Special Issue Information

Dear Colleagues,

Energy demand worldwide grows every year. Thus, there is a great interest in reducing energy consumption (both domestic and industrial) and in optimizing energy supply systems. The amount of data available from industrial systems or domestic buildings can be used to prevent faults or to optimize production in energy systems. An additional important goal is to use these data to optimize maintenance and control strategies with the goal of reducing energy consumption in industrial applications or in domestic buildings.

Artificial intelligence systems can make use of the available data to address these goals. This Special Issue invites orginal papers that address (but are not limited to) the following purposes:

  • Artificial Intelligence for industrial process optimization;
  • Optimization of industrial applications and energy systems;
  • Optimization of energy cost savings in industrial applications;
  • Big data for industrial and energy systems;
  • Artificial intelligence for renewable energies.

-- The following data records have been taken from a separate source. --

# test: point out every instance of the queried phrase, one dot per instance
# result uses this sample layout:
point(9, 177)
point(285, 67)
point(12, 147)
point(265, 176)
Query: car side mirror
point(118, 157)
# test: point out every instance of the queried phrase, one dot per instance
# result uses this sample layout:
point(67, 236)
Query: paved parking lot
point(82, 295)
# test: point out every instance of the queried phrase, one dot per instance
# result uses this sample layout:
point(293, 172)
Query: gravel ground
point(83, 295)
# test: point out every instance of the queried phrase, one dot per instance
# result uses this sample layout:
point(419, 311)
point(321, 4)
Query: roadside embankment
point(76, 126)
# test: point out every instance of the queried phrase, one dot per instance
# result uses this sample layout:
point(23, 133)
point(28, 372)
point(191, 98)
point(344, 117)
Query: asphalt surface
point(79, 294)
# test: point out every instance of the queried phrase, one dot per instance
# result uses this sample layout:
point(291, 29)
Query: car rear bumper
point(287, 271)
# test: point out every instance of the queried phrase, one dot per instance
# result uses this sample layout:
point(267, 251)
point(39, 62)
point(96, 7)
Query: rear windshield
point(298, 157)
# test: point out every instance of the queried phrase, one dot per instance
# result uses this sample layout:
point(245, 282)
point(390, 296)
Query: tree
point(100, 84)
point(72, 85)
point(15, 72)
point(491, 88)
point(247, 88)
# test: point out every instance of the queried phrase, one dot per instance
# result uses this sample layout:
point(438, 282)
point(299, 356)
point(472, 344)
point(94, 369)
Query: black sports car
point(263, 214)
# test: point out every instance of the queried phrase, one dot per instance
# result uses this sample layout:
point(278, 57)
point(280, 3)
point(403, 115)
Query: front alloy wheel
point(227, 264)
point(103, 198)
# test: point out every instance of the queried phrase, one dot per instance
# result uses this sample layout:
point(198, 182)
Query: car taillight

Prof. Dr. Elena Gaudioso Vázquez
Prof. Dr. Félix Hernández del Olmo
Guest Editors

Manuscript Submission Information

Manuscripts should be submitted online at www.mdpi.com by registering and logging in to this website. Once you are registered, click here to go to the submission form. Manuscripts can be submitted until the deadline. All submissions that pass pre-check are peer-reviewed. Accepted papers will be published continuously in the journal (as soon as accepted) and will be listed together on the special issue website. Research articles, review articles as well as short communications are invited. For planned papers, a title and short abstract (about 100 words) can be sent to the Editorial Office for announcement on this website.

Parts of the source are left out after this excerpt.